II. A BUSCA DA VERDADE E OS PODERES INSTRUTÓRIOS DO JUIZ PENAL

            2.1 A BUSCA DA VERDADE

            Muito se falou outrora em verdade real e verdade formal. Atualmente, todavia, com o reconhecimento do caráter publicista do processo, "não há qualquer razão para continuar sublinhando a distinção entre ‘verdade real’ e ‘verdade formal’, entendendo a primeira própria do processo penal e a segunda típica do processo civil" [25].

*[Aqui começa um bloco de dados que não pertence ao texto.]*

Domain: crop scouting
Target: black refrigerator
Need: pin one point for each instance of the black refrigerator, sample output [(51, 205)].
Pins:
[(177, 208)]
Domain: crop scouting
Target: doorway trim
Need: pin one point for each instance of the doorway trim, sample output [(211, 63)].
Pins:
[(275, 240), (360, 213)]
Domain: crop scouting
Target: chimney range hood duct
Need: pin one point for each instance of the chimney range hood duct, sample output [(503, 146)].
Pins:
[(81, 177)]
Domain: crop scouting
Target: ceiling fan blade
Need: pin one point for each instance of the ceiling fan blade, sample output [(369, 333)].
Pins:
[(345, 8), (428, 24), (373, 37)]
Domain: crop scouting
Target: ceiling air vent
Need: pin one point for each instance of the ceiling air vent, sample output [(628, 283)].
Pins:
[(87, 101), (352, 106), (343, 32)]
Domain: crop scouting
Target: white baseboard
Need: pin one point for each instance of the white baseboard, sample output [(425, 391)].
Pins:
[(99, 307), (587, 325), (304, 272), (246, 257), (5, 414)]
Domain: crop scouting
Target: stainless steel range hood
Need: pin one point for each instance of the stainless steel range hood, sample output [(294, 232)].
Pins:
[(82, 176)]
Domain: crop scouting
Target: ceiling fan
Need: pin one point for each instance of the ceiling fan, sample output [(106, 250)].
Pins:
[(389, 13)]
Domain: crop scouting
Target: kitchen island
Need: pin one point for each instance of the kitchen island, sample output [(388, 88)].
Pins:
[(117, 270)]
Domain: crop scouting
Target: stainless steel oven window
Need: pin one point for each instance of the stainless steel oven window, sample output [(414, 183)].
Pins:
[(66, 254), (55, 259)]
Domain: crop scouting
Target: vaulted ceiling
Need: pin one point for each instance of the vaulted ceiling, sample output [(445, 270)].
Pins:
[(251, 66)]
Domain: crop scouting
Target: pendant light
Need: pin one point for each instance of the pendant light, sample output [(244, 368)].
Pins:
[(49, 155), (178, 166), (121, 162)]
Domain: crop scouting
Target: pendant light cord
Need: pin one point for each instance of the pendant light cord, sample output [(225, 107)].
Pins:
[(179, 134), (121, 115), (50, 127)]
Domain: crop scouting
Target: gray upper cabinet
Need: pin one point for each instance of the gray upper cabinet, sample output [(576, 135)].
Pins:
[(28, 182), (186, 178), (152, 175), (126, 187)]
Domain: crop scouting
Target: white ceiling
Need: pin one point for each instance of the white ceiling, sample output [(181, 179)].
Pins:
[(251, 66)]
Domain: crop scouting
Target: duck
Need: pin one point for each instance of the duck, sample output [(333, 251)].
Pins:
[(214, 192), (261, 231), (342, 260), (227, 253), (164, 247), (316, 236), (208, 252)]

            Nesse ponto, ensina Ada Grinover [26]:

            No processo penal ou civil que seja, o juiz só pode buscar uma verdade processual, que nada mais é do que o estágio mais próximo da certeza. E para que chegue a esse estágio, deverá ser dotado de iniciativa instrutória. Por isso mesmo, o termo ‘verdade real’, no processo penal e no processo civil, indica uma verdade subtraída à exclusiva influência que as partes, por seu comportamento processual, queiram exercer sobre ela. E isso vale para os dois processos, em matéria probatória. A diferença que persiste reside na existência, no processo civil, de fatos incontroversos, sobre os quais se admite a prova, resumindo-se a controvérsia a uma questão de direito, enquanto no processo penal tradicional não pode haver convergência das partes sobre os fatos.

            De fato, no processo penal tradicional o juiz não pode ficar adstrito aos fatos incontroversos, para não se subjugar à vontade das partes. Deve, assim, em cumprimento ao poder-dever que lhe é peculiar, especialmente o poder instrutório, ir ao encontro de todos os elementos de convicção – evidências para Perelman [27] – a fim de solidificar em seu espírito a verdade sobre acontecimento em questão.

            Mas não é porque o poder instrutório do juiz transfere a este a iniciativa das partes que o juiz sai da condição de sujeito imparcial [28].

            A iniciativa oficial em matéria probatória não representa empecilho à imparcialidade. Quando o juiz determina que se produza uma prova não requerida ou reinquire testemunha arrolada por uma das partes, ainda não conhece o resultado que essa prova trará ao processo, como tampouco sabe que parte será favorecida por sua produção [29]. "Longe de afetar sua imparcialidade, a iniciativa oficial assegura o verdadeiro equilíbrio e proporciona uma apuração mais completa dos fatos. Ao juiz não importa que vença o autor ou o réu, mas inte-ressa que saia vencedor aquele que tem razão" [30].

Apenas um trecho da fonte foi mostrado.